Describe the bug The download_model tool fails to load bpemb model

To Reproduce

from deepparse import download_model
cache_dir = "./cache/"
download_model("bpemb-attention", cache_dir)

and result is:

downloading https://nlp.h-its.org/bpemb/multi/multi.wiki.bpe.vs100000.model
---------------------------------------------------------------------------
HTTPError                                 Traceback (most recent call last)
Cell In[10], line 2
      1 cache_dir = "./cache/"
----> 2 download_model("bpemb-attention", cache_dir)

File /usr/local/lib/python3.11/site-packages/deepparse/download_tools.py:130, in download_model(model_type, saving_cache_path)
    128     download_fasttext_magnitude_embeddings(cache_dir=saving_cache_path)
    129 elif "bpemb" in model_type:
--> 130     BPEmb(
    131         lang="multi", vs=100000, dim=300, cache_dir=saving_cache_path
    132     )  # The class manage the download of the pretrained words embedding
    134 model_type_filename = MODEL_MAPPING_CHOICES[model_type]
    135 model_path = os.path.join(saving_cache_path, f"{model_type_filename}.ckpt")

File /usr/local/lib/python3.11/site-packages/bpemb/bpemb.py:173, in BPEmb.__init__(self, lang, vs, dim, cache_dir, preprocess, encode_extra_options, add_pad_emb, vs_fallback, segmentation_only, model_file, emb_file)
    171 else:
    172     model_file = self.model_tpl.format(lang=lang, vs=vs)
--> 173     self.model_file = self._load_file(model_file)
    174 self.spm = sentencepiece_load(self.model_file)
    175 self.vocab_size = self.vs = self.spm.get_piece_size()

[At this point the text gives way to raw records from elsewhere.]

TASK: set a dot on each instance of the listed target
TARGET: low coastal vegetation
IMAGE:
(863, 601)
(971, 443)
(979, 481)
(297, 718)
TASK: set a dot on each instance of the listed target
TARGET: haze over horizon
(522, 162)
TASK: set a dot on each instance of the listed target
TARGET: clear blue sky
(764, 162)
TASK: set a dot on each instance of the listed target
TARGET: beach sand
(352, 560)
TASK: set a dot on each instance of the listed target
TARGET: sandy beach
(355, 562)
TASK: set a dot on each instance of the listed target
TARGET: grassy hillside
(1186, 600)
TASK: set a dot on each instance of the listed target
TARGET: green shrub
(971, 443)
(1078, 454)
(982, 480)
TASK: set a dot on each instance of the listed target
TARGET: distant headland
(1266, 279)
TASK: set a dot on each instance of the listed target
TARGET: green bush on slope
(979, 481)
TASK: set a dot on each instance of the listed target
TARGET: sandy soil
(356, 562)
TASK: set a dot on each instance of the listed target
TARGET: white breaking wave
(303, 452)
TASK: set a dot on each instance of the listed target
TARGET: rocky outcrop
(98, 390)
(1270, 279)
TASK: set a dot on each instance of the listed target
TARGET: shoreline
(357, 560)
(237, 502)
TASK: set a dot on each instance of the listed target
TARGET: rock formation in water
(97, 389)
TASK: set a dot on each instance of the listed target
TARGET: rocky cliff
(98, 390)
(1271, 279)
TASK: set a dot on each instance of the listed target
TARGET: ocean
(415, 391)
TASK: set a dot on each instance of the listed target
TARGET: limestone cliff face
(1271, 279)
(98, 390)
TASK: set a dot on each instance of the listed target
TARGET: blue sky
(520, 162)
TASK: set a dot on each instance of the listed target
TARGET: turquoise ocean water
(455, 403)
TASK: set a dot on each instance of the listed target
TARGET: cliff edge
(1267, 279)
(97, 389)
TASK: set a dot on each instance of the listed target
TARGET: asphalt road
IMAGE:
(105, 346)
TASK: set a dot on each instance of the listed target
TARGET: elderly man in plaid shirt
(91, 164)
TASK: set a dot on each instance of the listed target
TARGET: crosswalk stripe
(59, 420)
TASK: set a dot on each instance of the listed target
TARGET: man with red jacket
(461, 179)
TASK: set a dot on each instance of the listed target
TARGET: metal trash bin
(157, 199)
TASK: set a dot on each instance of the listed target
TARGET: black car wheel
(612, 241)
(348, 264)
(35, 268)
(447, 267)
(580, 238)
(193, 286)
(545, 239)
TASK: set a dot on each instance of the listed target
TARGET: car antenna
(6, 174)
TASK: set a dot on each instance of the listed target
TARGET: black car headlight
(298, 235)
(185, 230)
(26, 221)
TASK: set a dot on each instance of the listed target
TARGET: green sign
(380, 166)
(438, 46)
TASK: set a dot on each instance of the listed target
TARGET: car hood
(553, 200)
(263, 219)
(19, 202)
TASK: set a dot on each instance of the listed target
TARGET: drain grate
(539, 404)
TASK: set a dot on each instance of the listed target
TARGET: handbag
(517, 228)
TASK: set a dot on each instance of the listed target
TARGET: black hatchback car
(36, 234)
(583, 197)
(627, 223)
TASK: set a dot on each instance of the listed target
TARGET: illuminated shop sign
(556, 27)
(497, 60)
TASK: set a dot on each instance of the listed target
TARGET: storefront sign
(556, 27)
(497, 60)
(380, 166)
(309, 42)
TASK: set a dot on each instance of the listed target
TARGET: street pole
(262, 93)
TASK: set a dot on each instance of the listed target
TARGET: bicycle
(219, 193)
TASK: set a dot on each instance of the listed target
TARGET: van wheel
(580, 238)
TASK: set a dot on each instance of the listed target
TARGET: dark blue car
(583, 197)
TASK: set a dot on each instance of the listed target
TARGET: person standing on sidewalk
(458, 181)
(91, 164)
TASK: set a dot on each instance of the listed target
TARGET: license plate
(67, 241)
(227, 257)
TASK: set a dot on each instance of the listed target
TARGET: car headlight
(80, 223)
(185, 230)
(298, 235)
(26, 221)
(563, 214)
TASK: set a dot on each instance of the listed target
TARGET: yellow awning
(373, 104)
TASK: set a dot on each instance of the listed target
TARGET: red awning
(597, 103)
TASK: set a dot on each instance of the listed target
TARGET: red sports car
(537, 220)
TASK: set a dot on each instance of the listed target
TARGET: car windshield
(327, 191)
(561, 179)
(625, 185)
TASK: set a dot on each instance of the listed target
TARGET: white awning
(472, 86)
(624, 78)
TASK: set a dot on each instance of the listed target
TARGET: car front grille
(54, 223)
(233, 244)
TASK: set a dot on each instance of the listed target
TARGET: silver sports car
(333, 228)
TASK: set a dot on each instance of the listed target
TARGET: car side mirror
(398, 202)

File /usr/local/lib/python3.11/site-packages/bpemb/bpemb.py:228, in BPEmb._load_file(self, file, archive, cache_dir)
    226 file_url = self.base_url + file + suffix
    227 print("downloading", file_url)
...
   1018     )
   1020 if http_error_msg:
-> 1021     raise HTTPError(http_error_msg, response=self)

HTTPError: 404 Client Error: Not Found for url: https://bpemb.h-its.org/multi/multi.wiki.bpe.vs100000.model

Probably URL has been changed to https://bpemb.h-its.org/multi/multi/multi.wiki.bpe.vs1000000.model? (NOTE: extra multi in url)

Expected behavior Model is downloaded without error

Desktop (please complete the following information):

github-actions[bot] commented 6 months ago

Thank you for you interest in improving Deepparse.

gokdumano commented 6 months ago

I faced the same issue, it is not validated but I think changing the _baseurl in bpemb.py file might help you.

davebulaval commented 6 months ago

Yeah, it is a problem with the BPEMB package. I have opened an issue.

jarkkojarvinen commented 5 months ago

Thanks. Seems that there are some bugs now in dependencies :/

davebulaval commented 5 months ago

It seems like it is for BPEmp. I will wait a couple of days before trying to fix it on our side. I want to avoid more packages to maintain.

davebulaval commented 5 months ago

I have written to the maintainers, but have not received any response so far.

davebulaval commented 4 months ago

Since the maintainers' response is too long, I have pushed a hotfix with a BPEmb wrapper to change the base URL. It will be released in version 0.9.10.